The Netherlands Government has asked the Netherlands States General for tacit approval of the Protocol of 8 October, 2008 to the 1989 tax treaty that has been concluded between the Netherlands and Austria. As a result of the Protocol, the Convention will be amended concerning one issue: in Austria will follow the credit method instead of the exemption method for the prevention of international double taxation on the income from Netherlands activities of Austrian resident artists and sportsmen.
The amendment is proposed at the initiative of the Netherlands, following its 2007 introduction of the so-called artists and professional sportsmen scheme (ASBR). As a result, the Netherlands levies from January 1, 2007 no longer income tax on income received for activities in the Netherlands by non-resident professional artists and foreign companies. The adjusted ABSR includes the condition that the artist, sportsman or the company must be a resident of a country with which the Netherlands has concluded a tax treaty (or be a resident of the Netherlands Antilles or Aruba).
In situations where a treaty to prevent international double taxation applies, the athletes and artists article applies to income received by artists, sportsmen and foreign companies. This article allocates the taxing rights for artistic and sports activities to the country where the activities are carried out (work).
Under the new ABSR the Netherlands thus no longer imposes tax in these situations.

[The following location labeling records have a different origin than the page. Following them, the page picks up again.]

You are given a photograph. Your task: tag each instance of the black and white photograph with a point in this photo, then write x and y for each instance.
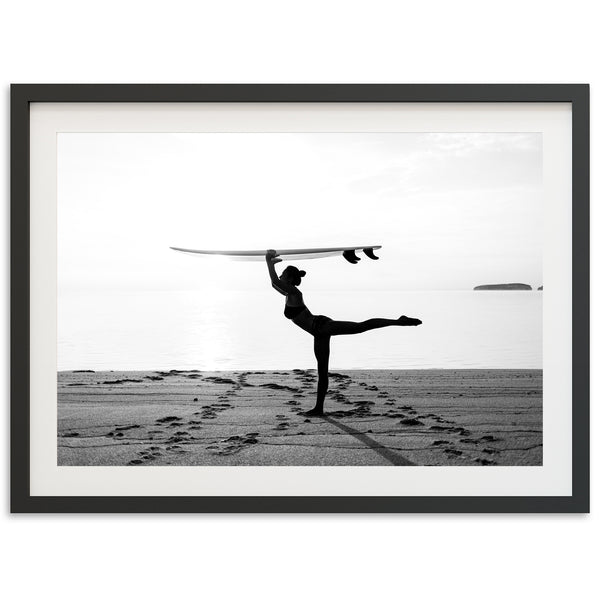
(300, 299)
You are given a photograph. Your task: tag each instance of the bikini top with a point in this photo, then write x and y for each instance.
(291, 312)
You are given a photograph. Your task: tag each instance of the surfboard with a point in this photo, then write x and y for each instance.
(348, 252)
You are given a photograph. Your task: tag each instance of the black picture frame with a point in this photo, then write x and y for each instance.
(22, 95)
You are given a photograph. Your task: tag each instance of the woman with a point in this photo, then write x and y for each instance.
(319, 326)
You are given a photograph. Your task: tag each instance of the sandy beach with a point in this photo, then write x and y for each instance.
(376, 417)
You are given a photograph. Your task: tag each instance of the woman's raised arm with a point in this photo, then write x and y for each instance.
(272, 259)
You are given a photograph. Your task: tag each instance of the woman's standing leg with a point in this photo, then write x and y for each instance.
(322, 356)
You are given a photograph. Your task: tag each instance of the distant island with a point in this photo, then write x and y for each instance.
(504, 286)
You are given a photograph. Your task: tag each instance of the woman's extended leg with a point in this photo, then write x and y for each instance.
(322, 356)
(351, 327)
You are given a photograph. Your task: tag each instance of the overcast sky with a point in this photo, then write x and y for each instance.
(451, 210)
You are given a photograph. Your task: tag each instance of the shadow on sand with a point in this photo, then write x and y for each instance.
(390, 455)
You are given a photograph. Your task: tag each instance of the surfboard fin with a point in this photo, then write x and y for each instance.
(350, 256)
(369, 253)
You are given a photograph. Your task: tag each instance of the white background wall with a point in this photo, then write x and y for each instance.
(292, 556)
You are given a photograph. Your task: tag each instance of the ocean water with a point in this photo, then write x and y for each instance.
(196, 330)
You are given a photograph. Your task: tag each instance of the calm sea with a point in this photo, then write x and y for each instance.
(193, 330)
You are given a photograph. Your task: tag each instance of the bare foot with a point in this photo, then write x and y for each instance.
(314, 412)
(408, 321)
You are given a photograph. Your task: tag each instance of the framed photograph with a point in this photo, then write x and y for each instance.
(300, 298)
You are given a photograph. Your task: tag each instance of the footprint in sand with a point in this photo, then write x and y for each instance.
(453, 452)
(411, 422)
(168, 419)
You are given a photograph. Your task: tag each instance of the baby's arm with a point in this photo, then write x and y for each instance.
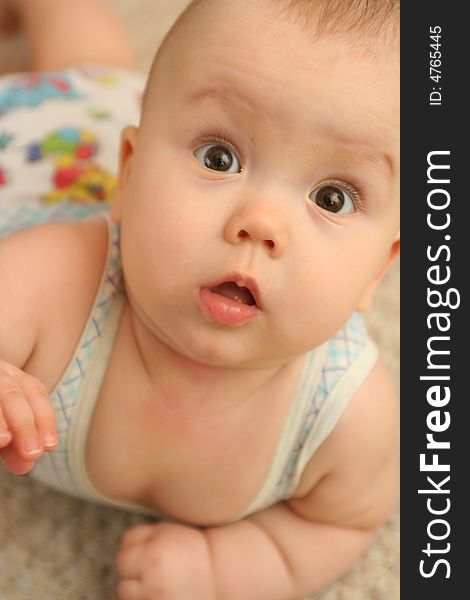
(35, 266)
(294, 548)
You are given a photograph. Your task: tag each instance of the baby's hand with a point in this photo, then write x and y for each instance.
(27, 422)
(165, 562)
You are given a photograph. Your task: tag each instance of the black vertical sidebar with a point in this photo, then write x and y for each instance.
(435, 322)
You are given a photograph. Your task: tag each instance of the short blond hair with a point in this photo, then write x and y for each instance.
(368, 24)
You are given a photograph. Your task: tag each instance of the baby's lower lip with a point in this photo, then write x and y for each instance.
(225, 310)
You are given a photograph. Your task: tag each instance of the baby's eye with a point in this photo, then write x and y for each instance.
(218, 158)
(333, 199)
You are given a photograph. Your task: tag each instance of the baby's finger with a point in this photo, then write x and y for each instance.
(44, 415)
(20, 418)
(5, 435)
(14, 463)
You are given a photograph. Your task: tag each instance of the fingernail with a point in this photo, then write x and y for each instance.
(49, 441)
(31, 448)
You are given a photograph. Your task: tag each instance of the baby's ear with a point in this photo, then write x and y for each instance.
(366, 301)
(126, 152)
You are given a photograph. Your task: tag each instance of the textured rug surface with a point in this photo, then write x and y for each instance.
(56, 548)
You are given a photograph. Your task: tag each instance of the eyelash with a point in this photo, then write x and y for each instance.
(353, 190)
(217, 137)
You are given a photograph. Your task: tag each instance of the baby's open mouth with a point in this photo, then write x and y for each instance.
(232, 290)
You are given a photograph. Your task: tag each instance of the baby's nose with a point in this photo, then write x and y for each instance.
(261, 224)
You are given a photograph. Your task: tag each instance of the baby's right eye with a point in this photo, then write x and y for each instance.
(218, 158)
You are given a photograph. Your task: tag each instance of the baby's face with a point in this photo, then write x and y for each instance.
(264, 159)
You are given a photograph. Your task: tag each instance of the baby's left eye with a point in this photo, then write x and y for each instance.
(218, 157)
(333, 199)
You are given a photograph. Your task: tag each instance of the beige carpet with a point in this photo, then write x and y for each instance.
(56, 548)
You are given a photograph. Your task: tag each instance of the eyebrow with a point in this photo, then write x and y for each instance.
(375, 158)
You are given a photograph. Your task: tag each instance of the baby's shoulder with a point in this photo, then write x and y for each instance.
(56, 257)
(52, 272)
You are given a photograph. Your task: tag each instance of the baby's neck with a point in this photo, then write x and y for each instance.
(193, 386)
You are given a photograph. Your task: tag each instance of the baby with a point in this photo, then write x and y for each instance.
(199, 354)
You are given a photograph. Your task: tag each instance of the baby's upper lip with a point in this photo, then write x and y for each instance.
(242, 281)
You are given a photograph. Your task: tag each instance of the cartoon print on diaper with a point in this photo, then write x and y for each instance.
(33, 90)
(76, 176)
(5, 139)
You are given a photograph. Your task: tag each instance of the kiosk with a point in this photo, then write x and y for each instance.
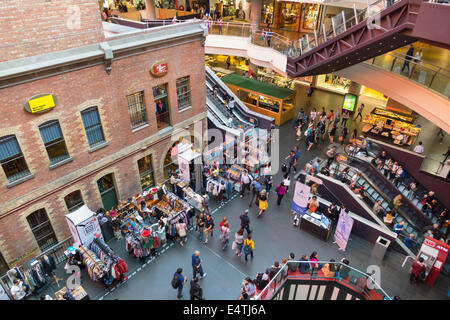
(434, 254)
(84, 226)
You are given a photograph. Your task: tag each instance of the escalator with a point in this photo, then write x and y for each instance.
(368, 34)
(217, 109)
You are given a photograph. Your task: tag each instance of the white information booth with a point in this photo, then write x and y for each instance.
(84, 226)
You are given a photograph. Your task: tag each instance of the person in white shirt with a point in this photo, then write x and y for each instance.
(18, 290)
(419, 148)
(286, 181)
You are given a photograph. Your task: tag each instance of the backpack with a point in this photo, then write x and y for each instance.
(247, 249)
(175, 281)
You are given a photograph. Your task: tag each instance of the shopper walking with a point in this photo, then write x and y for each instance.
(408, 58)
(360, 110)
(200, 224)
(332, 133)
(238, 242)
(196, 290)
(178, 282)
(345, 116)
(281, 191)
(245, 182)
(262, 202)
(331, 153)
(292, 162)
(197, 265)
(249, 246)
(255, 187)
(416, 270)
(225, 234)
(209, 227)
(182, 230)
(245, 222)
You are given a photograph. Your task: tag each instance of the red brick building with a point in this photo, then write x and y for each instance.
(111, 126)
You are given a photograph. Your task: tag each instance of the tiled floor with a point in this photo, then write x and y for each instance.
(274, 237)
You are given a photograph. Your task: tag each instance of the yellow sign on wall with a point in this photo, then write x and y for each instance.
(42, 103)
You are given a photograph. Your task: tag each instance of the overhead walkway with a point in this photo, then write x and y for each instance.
(370, 33)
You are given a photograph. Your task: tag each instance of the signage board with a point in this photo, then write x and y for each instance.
(40, 103)
(349, 102)
(301, 196)
(159, 69)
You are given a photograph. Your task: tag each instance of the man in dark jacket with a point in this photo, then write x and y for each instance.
(196, 291)
(245, 222)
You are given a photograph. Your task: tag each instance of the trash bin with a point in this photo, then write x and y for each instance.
(380, 248)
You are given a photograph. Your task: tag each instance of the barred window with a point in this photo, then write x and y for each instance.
(12, 159)
(54, 141)
(136, 107)
(93, 126)
(42, 229)
(146, 172)
(183, 93)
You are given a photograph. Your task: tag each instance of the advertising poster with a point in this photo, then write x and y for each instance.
(349, 102)
(183, 166)
(343, 230)
(301, 195)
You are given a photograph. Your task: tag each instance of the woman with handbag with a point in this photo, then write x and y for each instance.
(262, 202)
(238, 242)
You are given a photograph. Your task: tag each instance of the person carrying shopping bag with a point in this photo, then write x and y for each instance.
(238, 242)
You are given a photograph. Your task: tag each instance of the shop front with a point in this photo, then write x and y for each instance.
(392, 127)
(264, 98)
(296, 16)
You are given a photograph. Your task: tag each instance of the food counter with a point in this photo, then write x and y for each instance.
(392, 127)
(264, 98)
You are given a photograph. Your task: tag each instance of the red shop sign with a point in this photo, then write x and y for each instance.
(159, 69)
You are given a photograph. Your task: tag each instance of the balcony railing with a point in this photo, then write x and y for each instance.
(345, 275)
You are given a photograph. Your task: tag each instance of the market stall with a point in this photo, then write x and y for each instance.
(392, 127)
(264, 98)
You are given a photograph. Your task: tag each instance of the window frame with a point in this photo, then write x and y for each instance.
(139, 102)
(181, 84)
(41, 225)
(99, 124)
(20, 175)
(54, 142)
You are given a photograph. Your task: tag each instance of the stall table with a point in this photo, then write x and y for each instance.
(79, 293)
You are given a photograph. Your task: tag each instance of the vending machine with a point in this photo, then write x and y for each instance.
(434, 254)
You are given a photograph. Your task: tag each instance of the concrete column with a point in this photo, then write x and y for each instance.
(255, 12)
(150, 9)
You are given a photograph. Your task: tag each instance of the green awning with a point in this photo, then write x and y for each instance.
(258, 86)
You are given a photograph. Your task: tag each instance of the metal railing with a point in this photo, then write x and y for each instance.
(431, 76)
(351, 277)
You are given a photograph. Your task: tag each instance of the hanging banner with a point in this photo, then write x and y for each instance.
(343, 230)
(301, 195)
(183, 166)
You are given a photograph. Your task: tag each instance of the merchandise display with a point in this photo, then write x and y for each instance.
(391, 127)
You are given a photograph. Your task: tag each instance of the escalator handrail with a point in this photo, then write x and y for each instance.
(420, 216)
(387, 198)
(238, 101)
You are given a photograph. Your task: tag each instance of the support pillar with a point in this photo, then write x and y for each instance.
(150, 9)
(255, 12)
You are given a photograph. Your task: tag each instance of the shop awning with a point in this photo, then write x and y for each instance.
(258, 86)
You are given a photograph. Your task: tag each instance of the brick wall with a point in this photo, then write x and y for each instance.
(77, 91)
(34, 27)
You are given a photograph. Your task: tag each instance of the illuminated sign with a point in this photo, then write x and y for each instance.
(159, 69)
(40, 103)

If the country of residence of the artist or sportsmen avoids international double taxation for its residents through the exemption method, then the result will be that no income tax is levied on such compensation. During the Netherlands parliamentary discussion of the ABSR it was indicated that t Netherlands authorities would contact those countries whose resident are entitled to the exemption method in order to try to prevent this double exemption of Netherlands source income.
These countries are Belgium, Bosnia-Herzegovina, Bulgaria, Germany, Estonia, Hungary, Luxembourg, Morocco, Montenegro, Austria, Serbia, Spain, Slovakia, Thailand, Turkey, Venezuela and the Netherlands Antilles and Aruba (Arrangements of the Kingdom of the Netherlands). Source: Dr Dick Molenaar, Netherlands disadvantage its own artists and athletes, NTFR Issue 52, December 24, 2008, 2008/2473.
The Netherlands has subsequently contacted inter alia Austria to prevent double taxation on this income by no longer applying the exemption method, but instead the credit method. This means that this income will in full be taxed by the country residence – in this case Austria. Previously a similar protocol to amend the method for preventing athletes and artists with Estonia (Trb. 2008, 145).
If Austria and the Netherlands would ratify the Protocol during 2009 the change will be effective from January 1, 2010.